Müslim, İmâret 18, (1827); Nesâî, Âdâb 1, (8, 221).
Hasan el-Basrî, Ma'kıl İbnu Yesâr (radıyallâhu anh)'dan naklediyor: "Resûlullah (aleyhissalâtu vesselâm)'ı işittim, demişti ki: "Allah bir kimseyi başkaları üzerine çoban yapmış, o da idaresi altındakilere hile yapmış olarak ölmüş ise, Allah ona cennetini kesinlikle haram eder."
Buhârî, Ahkâm 8, Müslim, İman 227, (142); İmâret 21, (142).
Müslim'in Hasan Basrî'den kaydettiği diğer bir rivâyet şöyledir:
"Aiz İbnu Amr (radıyallâhu anh), Resûlullah (aleyhissalâtu vesselâm)'ın Ashâb-ı Güzin'inden biri idi. Ubeydillah İbnu Ziyad'ın yanına girdi ve hemen ona: "Ey oğulcuğum, ben Resûlullah (aleyhissalâtu vesselâm)'ın: "Çobanların en kötüsü hutame denen merhametsiz deve sürücüsüdür, sakın onlardan olma"dediğini işittim" dedi. Ubeydullah: "Otur, sen muhakkak ki Resûlullah (aleyhissalâtu vesselâm)'ın ashabının kepeğindensin" deyince: "Onların kepeği var mıydı? Kepek onlardan sonra ve onların dışındakiler arasında zuhur etti" diye cevap verdi."
Adiyy İbnu Amîre el-Kindî (radıyallâhu anh) anlatıyor: "Resûlullah (aleyhissalâtu vesselâm) buyurdular ki:
"Bir işe me'mur tayin ettiğimiz kimse, bizden bir iğne veya ondan daha küçük bir şeyi gizlemiş olsa, bu bir hiyanettir (gulûl), kıyamet günü onu getirecektir. "
Bunun üzerine, Ensar'dan bir zat kalkarak:
"Ey Allah'ın Resûlü! Vazifeyi benden geri al!" dedi. Hz. Peygamber (aleyhissalâtu vesselâm):
"Sana ne oldu?" diye sordu:
"Senin (az önce şunu şunu) söylediğini işittim ya!" deyince Hz. Peygamber (aleyhissalâtu vesselâm):
"Ben onu şu anda tekrar ediyorum: "Kimi memur tayin edersek az veya çok ne varsa bize getirsin. Ondan kendisine ne verilirse alır, ne yasaklanırsa onu terkeder."
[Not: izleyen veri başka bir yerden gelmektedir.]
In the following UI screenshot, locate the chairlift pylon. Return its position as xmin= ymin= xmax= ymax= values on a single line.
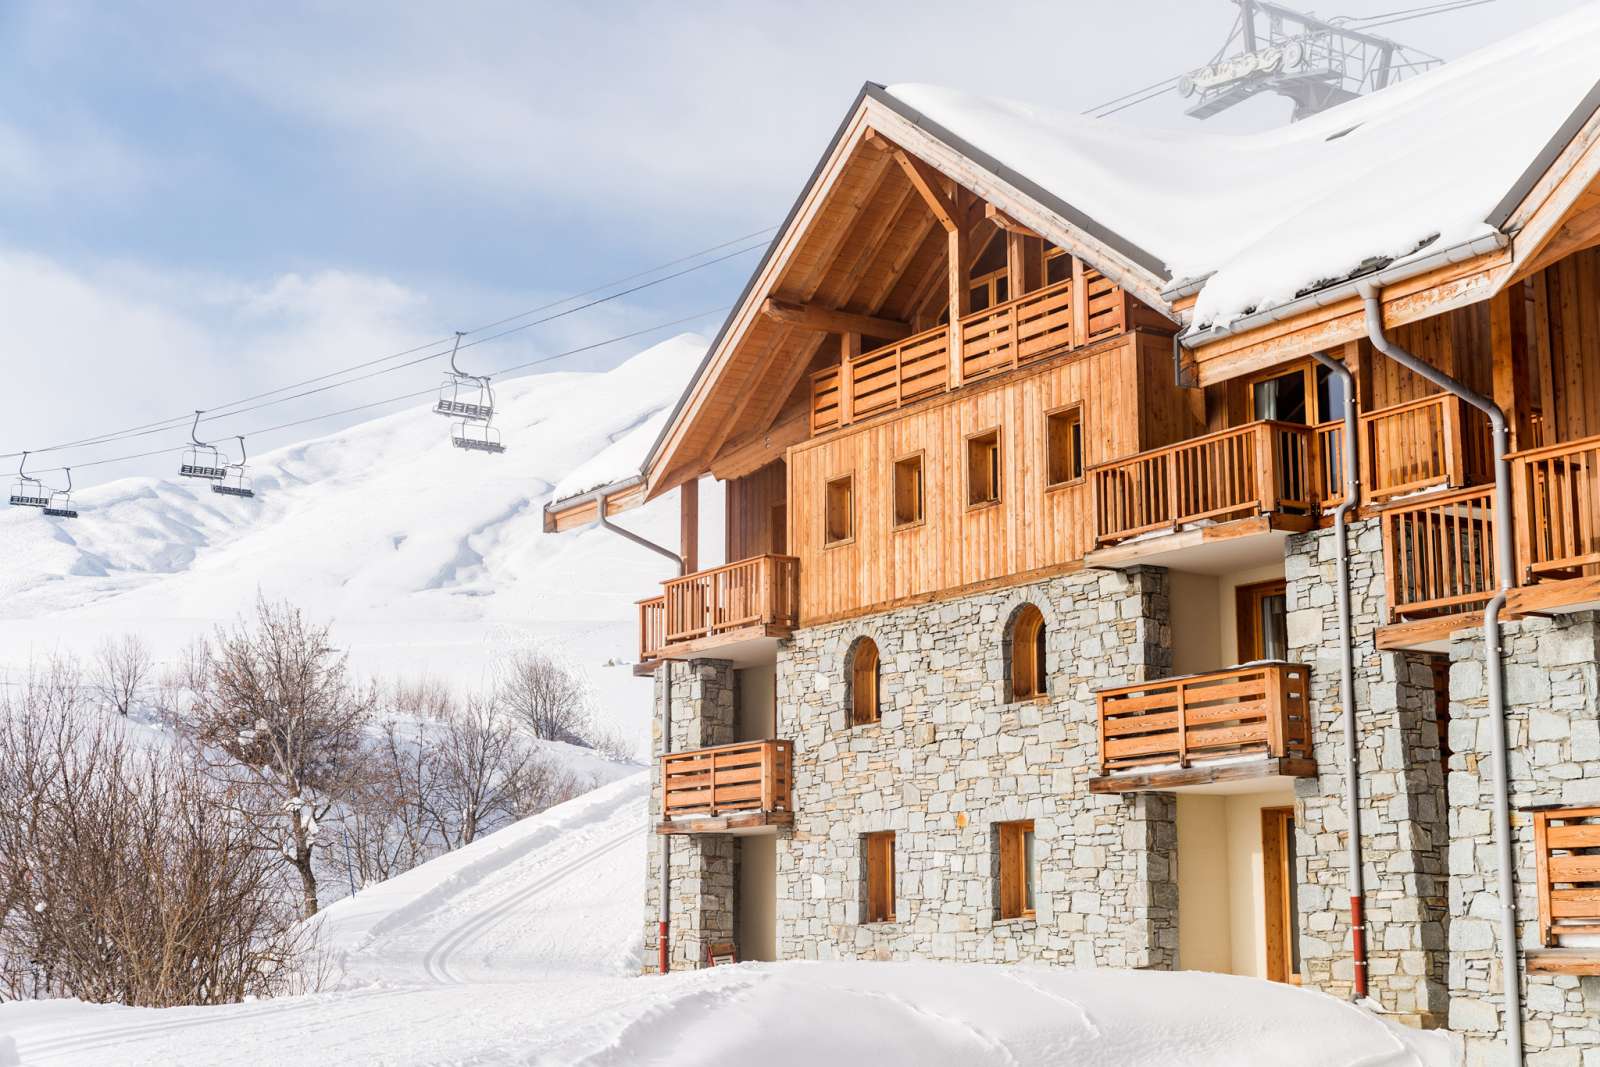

Müslim, İmâret 30, (1833).
Ebû Said (radıyallâhu anh) anlatıyor: "Resûlullah (aleyhissalâtu vesselâm) buyurdular ki:
"Kıyamet günü, insanların Allah'a en sevgi1i ve mekân olarak en yakın olanı, âdil imamdır. Kıyamet günü, insanların Allah'a en menfuru O'ndan mekân olarak en uzak olanı da zâlim sultandır."
Tirmizî, Ahkâm 4, (1329).
EMİR OLMANIN KÖTÜLÜĞÜ
Mikdâm İbnu Ma'dikerib (radıyallâhu anh) anlatıyor: "Resûlullah (aleyhissalâtu vesselâm) omuzuma vurdu ve:
"Ey Kudeym (Mikdamcık)! Emîr, kâtip, ârif olmadan ölürsen kurtuluşa erdin demektir!" dedi."
Ebü Dâvud, Harâc 5, (2933).
Ebû Zerr (radıyallâhu anh) anlatıyor:
"Ey Allah'ın Resûlü! dedim, beni memur ta'yin etmez misin?"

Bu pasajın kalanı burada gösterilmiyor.